2.2 IMPLICATIONS REGARDING SPATIAL SCALE OF INFLUENCE

The findings summarized in Section 2.1 shed some light on the spatial scale of influence of ozone and precursors transported aloft overnight versus ozone formed from precursors emitted on the episode day. Our interpretation of the above findings leads to the following conclusions.

• The three-dimensional air quality and wind data show that aloft transport can result in the widespread occurrence of overnight ozone carryover aloft at average boundary layer concentrations of 70-90 ppb. When mixed to the surface, this transport can lead to surface ozone concentrations of 70-90 ppb. (See Sections 8, 9). This surface background contribution is roughly 30-50 ppb above clean air, assuming a clean-air value of about 40 ppb. This background carryover ozone can be caused by emissions or ambient ozone coming from 200-800 km (125-500 miles) away since the prior day.

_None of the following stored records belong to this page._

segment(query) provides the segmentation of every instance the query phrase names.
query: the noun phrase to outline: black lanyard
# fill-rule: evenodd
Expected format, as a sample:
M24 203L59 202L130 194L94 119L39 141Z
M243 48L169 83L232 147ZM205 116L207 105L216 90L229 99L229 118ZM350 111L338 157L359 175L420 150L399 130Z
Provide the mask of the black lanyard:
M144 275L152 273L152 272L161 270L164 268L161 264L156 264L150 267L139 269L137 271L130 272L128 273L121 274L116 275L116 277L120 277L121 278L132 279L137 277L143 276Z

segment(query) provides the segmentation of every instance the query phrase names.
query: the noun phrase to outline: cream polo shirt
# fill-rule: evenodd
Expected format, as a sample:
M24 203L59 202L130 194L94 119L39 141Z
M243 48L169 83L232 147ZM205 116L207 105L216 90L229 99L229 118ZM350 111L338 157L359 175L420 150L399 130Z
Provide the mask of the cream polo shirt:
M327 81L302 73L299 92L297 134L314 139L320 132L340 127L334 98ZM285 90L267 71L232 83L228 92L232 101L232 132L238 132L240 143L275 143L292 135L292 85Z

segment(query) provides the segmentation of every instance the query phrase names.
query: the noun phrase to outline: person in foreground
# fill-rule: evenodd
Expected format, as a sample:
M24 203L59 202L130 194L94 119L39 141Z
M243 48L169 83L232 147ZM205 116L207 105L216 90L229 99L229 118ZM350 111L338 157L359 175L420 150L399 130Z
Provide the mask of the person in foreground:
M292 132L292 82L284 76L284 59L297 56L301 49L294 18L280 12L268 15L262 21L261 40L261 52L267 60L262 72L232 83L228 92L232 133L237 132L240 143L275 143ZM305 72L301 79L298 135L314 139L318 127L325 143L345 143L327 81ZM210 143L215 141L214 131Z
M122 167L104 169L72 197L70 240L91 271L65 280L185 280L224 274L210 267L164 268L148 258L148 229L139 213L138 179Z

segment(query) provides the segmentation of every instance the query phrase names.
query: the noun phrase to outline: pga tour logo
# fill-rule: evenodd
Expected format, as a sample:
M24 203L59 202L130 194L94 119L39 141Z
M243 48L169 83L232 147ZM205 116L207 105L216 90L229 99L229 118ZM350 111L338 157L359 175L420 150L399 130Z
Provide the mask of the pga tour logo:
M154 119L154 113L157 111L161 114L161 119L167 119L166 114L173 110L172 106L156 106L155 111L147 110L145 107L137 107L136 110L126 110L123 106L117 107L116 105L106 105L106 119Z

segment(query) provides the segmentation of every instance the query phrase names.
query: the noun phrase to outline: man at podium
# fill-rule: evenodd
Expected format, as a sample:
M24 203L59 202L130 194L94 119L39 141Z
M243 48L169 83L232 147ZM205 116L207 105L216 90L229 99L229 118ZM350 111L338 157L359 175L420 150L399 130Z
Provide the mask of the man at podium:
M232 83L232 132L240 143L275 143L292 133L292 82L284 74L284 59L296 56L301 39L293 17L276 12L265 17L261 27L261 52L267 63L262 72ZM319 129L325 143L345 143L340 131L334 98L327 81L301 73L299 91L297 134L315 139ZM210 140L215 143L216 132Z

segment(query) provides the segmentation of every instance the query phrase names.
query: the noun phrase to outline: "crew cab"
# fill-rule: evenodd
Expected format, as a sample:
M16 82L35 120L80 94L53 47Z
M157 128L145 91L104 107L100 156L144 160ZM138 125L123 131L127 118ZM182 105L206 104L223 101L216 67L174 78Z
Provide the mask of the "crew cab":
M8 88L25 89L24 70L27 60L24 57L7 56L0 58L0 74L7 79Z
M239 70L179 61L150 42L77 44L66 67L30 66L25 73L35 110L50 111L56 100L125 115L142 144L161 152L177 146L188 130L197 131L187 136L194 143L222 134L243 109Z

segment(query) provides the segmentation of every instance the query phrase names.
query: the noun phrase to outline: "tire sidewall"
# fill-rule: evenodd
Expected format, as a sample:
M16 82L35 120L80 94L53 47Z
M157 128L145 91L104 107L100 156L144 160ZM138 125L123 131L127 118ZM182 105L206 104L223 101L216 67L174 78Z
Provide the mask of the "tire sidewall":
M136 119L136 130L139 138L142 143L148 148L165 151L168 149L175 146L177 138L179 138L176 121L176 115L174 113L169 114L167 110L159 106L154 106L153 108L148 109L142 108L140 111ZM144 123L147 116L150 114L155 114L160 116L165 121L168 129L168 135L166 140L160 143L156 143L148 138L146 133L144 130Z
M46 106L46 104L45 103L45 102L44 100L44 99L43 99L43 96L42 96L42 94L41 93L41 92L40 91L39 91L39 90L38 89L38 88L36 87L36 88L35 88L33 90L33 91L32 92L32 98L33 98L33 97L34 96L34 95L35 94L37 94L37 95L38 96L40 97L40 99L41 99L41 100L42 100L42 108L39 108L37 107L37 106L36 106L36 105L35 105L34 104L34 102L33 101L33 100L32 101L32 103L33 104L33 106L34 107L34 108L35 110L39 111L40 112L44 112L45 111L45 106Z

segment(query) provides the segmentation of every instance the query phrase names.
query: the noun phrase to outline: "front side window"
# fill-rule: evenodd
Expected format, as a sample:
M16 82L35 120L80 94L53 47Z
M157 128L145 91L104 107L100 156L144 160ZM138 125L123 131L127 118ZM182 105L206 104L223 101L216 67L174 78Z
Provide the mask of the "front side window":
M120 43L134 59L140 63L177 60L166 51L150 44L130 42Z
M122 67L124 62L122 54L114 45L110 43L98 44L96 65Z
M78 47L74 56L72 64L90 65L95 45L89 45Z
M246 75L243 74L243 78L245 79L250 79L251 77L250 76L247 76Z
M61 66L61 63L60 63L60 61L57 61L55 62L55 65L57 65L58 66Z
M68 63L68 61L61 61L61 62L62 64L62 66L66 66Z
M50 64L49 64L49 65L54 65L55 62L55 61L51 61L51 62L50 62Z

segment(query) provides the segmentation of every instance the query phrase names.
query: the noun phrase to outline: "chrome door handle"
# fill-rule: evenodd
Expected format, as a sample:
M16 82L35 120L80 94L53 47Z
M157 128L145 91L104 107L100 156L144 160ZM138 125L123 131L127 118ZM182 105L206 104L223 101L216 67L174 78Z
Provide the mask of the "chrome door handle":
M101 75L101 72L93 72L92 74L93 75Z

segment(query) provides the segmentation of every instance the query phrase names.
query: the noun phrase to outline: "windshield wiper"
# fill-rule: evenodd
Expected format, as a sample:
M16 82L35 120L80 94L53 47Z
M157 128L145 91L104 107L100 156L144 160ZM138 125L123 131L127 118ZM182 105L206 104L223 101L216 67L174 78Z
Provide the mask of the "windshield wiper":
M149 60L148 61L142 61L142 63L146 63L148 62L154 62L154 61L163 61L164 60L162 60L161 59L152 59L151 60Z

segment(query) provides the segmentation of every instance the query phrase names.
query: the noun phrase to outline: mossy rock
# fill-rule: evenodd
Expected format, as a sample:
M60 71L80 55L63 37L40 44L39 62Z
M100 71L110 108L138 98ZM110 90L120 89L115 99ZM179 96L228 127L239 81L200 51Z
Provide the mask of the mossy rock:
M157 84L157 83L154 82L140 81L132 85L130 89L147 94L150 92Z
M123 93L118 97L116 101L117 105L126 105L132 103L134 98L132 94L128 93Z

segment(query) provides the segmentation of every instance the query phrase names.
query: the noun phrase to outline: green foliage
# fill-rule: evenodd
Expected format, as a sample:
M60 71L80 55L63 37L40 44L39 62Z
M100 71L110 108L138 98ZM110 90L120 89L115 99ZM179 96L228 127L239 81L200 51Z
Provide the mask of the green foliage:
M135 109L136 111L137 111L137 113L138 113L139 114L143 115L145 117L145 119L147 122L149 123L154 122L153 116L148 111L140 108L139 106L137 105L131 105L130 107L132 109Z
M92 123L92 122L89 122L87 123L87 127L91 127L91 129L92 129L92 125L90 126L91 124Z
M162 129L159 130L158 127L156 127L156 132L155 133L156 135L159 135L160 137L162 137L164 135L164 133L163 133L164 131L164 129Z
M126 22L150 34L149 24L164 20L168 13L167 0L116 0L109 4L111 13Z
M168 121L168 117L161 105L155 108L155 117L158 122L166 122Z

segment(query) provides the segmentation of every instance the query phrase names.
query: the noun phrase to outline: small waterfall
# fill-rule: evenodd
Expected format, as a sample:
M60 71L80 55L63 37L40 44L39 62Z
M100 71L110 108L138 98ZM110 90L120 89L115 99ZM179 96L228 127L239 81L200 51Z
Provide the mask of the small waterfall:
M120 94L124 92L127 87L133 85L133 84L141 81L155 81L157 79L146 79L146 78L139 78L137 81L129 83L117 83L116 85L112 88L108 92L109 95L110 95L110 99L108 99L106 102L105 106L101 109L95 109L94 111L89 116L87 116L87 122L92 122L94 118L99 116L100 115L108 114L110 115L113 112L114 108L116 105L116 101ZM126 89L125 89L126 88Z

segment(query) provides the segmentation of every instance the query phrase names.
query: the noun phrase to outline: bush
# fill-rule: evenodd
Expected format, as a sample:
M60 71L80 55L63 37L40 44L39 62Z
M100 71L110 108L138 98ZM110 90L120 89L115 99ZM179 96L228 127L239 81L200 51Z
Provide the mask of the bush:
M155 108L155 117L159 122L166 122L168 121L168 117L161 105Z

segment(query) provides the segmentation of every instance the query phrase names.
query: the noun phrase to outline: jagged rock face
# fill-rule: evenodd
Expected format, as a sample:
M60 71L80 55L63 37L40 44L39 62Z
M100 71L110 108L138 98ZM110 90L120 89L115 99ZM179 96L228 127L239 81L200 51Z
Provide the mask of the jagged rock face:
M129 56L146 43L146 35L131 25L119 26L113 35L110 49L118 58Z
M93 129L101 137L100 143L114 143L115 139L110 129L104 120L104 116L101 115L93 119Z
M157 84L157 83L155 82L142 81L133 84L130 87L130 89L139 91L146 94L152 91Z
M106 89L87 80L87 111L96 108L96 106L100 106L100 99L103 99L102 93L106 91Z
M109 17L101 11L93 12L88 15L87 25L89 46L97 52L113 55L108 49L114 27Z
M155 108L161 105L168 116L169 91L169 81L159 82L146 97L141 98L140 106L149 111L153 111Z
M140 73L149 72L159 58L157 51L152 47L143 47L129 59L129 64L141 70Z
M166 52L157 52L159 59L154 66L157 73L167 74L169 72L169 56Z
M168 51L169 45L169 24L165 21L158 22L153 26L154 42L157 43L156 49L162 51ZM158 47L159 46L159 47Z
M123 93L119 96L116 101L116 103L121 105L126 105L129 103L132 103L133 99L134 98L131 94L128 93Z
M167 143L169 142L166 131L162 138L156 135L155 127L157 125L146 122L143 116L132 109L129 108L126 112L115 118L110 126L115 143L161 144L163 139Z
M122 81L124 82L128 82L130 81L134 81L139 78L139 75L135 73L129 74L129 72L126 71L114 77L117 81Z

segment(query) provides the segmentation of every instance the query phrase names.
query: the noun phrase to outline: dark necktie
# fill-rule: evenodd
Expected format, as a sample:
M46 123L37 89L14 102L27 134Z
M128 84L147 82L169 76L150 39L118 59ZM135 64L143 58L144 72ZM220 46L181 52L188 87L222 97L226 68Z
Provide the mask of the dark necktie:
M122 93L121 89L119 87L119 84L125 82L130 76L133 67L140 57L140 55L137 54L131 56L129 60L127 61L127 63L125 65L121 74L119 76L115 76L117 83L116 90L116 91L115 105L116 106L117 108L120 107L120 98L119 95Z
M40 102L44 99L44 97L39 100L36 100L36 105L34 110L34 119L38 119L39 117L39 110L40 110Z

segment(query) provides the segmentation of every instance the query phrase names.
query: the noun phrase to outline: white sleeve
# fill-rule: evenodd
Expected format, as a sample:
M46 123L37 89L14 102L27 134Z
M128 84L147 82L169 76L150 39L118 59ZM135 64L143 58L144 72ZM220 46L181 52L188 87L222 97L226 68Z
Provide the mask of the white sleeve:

The aircraft data and plots of surface maximum ozone show same-day plumes (or pulses) of ozone downwind of urban areas embedded in a regional background. The peak urban plume concentrations were up to 80-100 ppb higher than the nearby regional upwind or crosswind concentrations. Offshore transport of near-surface emissions was seen to cause downwind offshore and shoreline concentrations that were 80-100 ppb higher than the concentrations higher aloft and at downwind onshore areas not impacted by the transported plume. Under these conditions, even with clean air as a background, urban plumes resulting from same-day emissions could cause ozone concentrations to exceed federal standards 50-250 km (30-150 miles) downwind.